AAP worked with many of the IMOs represented by Market Synergy Group and “they were actively and forcefully engaged throughout this rule’s progress,” O’Brien said.
The Market Synergy complaint includes eight affidavits filed in support.
About 80,000 independent insurance agents sell FIAs, most of which are small businesses, wrote Sheryl Moore, president and CEO of Moore Market Intelligence and Wink Inc., publisher of Wink’s Sales & Market Report.
Independent agents not affiliated with broker/dealers combined for 64.5 percent of FIA sales last year.
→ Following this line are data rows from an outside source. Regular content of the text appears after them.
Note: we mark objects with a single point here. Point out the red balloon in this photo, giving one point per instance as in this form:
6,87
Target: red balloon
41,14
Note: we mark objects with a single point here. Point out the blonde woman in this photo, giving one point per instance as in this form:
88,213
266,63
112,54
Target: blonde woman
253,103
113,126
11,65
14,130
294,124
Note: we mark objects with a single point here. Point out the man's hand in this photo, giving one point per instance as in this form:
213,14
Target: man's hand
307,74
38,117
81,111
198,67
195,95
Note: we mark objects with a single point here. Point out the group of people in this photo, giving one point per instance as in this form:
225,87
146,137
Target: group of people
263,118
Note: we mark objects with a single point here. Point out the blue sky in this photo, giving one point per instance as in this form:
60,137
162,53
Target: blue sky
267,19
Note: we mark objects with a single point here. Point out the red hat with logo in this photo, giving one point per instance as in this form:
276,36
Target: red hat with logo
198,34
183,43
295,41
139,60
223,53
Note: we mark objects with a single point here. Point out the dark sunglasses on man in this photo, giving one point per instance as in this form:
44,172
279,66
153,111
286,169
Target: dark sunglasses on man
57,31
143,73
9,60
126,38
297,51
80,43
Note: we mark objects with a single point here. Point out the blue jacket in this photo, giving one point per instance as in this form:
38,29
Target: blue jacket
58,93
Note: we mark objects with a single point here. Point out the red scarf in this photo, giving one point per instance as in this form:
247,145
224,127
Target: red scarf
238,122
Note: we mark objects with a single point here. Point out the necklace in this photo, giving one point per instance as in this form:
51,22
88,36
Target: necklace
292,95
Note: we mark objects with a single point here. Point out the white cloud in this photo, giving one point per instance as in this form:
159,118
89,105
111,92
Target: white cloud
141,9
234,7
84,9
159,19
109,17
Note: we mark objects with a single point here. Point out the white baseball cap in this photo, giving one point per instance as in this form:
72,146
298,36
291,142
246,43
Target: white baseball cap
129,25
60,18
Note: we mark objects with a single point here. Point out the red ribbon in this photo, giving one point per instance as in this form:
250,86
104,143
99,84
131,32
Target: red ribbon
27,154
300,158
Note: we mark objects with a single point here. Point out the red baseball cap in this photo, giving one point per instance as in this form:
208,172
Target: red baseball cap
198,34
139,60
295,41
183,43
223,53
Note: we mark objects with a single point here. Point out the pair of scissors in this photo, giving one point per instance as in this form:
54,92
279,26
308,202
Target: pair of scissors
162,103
The average commission percentage for those sales was 5.68 percent.
“I can attest that the rule change was totally unexpected by the fixed indexed annuity industry,” Moore wrote in the affidavit. “The rule change directly threatens the viability of the predominant distribution channel for fixed indexed annuities through independent agents who are not affiliated with a broker-dealer.”
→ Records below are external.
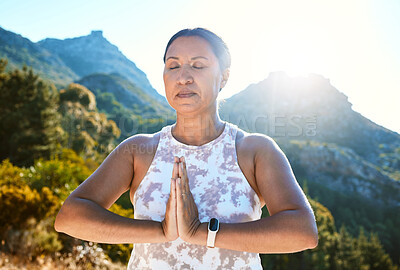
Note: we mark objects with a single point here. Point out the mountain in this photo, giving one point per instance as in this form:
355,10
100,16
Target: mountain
325,140
94,54
89,60
19,51
126,93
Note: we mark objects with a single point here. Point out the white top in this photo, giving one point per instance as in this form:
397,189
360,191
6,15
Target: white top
219,189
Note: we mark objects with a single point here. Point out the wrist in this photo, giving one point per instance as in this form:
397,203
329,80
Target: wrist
200,237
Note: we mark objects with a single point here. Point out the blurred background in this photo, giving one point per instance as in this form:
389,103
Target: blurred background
319,77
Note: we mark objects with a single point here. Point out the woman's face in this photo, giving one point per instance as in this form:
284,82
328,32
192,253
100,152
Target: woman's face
192,75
Meanwhile, lawsuits are ongoing in Washington, D.C. and Dallas, Texas federal courts. An Aug. 25 hearing was held in front of Judge Randolph D. Moss. The judge pointedly questioned attorneys for the National Association for Fixed Annuities and disagreed with some of their interpretations.
Moss has not ruled on that complaint, but his tough questioning led many to believe he is unlikely to grant an injunction. It can be a mistake to try and read judges this way, Rohback said.
“More than a few times in oral arguments, a judge just beat the heck out of me,” he recalled, “and then you find out a few weeks later, the judge comes down with a decision in your favor.”
Three lawsuits filed by several plaintiffs in U.S. District Court Northern District of Texas were consolidated by the court. Judge Barbara M.G. Lynn will hear that case on Nov. 17.